What happens to poetic beauty when history turns the poet from one who
contemplates natural beauty and the sublime to one who attempts to
reconcile the practice of art with the hustle and noise of the city?
An Atmospherics of the City traces Charles Baudelaire's evolution from
a writer who practices a form of fetishizing aesthetics in which poetry
works to beautify the ordinary to one who perceives background noise and
disorder-the city's version of a transcendent atmosphere-as evidence of
the malign work of a transcendent god of time, history, and ultimate
destruction.
Analyzing this shift, particularly as evidenced in Tableaux parisiens
and Le Spleen de Paris, Ross Chambers shows how Baudelaire's
disenchantment with the politics of his day and the coincident rise of
overpopulation, poverty, and Haussmann's modernization of Paris
influenced the poet's work to conceive a poetry of allegory, one with
the power to alert and disalienate its otherwise inattentive reader
whose senses have long been dulled by the din of his environment.
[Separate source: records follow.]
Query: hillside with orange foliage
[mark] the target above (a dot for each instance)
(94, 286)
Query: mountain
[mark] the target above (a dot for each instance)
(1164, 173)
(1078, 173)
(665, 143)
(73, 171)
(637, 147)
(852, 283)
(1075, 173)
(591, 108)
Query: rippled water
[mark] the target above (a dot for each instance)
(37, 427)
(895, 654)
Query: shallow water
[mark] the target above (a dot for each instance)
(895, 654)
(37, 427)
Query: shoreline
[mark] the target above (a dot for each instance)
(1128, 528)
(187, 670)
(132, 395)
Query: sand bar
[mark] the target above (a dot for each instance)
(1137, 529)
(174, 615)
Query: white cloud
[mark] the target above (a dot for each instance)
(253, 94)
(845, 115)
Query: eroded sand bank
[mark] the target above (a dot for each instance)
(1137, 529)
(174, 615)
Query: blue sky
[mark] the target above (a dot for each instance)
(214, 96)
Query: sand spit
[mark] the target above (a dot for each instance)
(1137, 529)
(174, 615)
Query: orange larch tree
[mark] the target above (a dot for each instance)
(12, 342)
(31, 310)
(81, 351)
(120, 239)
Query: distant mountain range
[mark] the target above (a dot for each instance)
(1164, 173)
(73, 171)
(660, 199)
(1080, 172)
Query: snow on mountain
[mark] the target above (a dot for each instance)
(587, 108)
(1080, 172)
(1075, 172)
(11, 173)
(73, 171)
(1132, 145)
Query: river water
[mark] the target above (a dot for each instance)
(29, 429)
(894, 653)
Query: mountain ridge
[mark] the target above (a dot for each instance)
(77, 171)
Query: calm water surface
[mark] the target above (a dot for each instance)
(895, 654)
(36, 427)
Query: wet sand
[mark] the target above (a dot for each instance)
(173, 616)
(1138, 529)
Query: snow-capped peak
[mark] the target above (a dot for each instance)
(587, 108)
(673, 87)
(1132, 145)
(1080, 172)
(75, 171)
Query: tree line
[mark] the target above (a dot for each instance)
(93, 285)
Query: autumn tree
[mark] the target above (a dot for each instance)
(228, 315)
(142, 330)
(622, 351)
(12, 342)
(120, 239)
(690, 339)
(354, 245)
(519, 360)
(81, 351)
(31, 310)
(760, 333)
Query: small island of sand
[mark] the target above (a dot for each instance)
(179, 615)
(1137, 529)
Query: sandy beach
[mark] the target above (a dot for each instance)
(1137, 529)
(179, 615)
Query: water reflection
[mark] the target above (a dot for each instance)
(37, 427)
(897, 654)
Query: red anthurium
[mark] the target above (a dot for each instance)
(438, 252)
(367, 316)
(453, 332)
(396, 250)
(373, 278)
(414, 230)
Providing a completely new and original understanding of both
Baudelaire's ethics and his aesthetics, Chambers reveals how the shift
from themes of the supernatural in Baudelaire to ones of alienation
allowed a new way for him to articulate and for his fellow Parisians to
comprehend the rapidly changing conditions of the city and, in the
process, to invent a "modern beauty" from the realm of suffering and the
abject as they embodied forms of urban experience.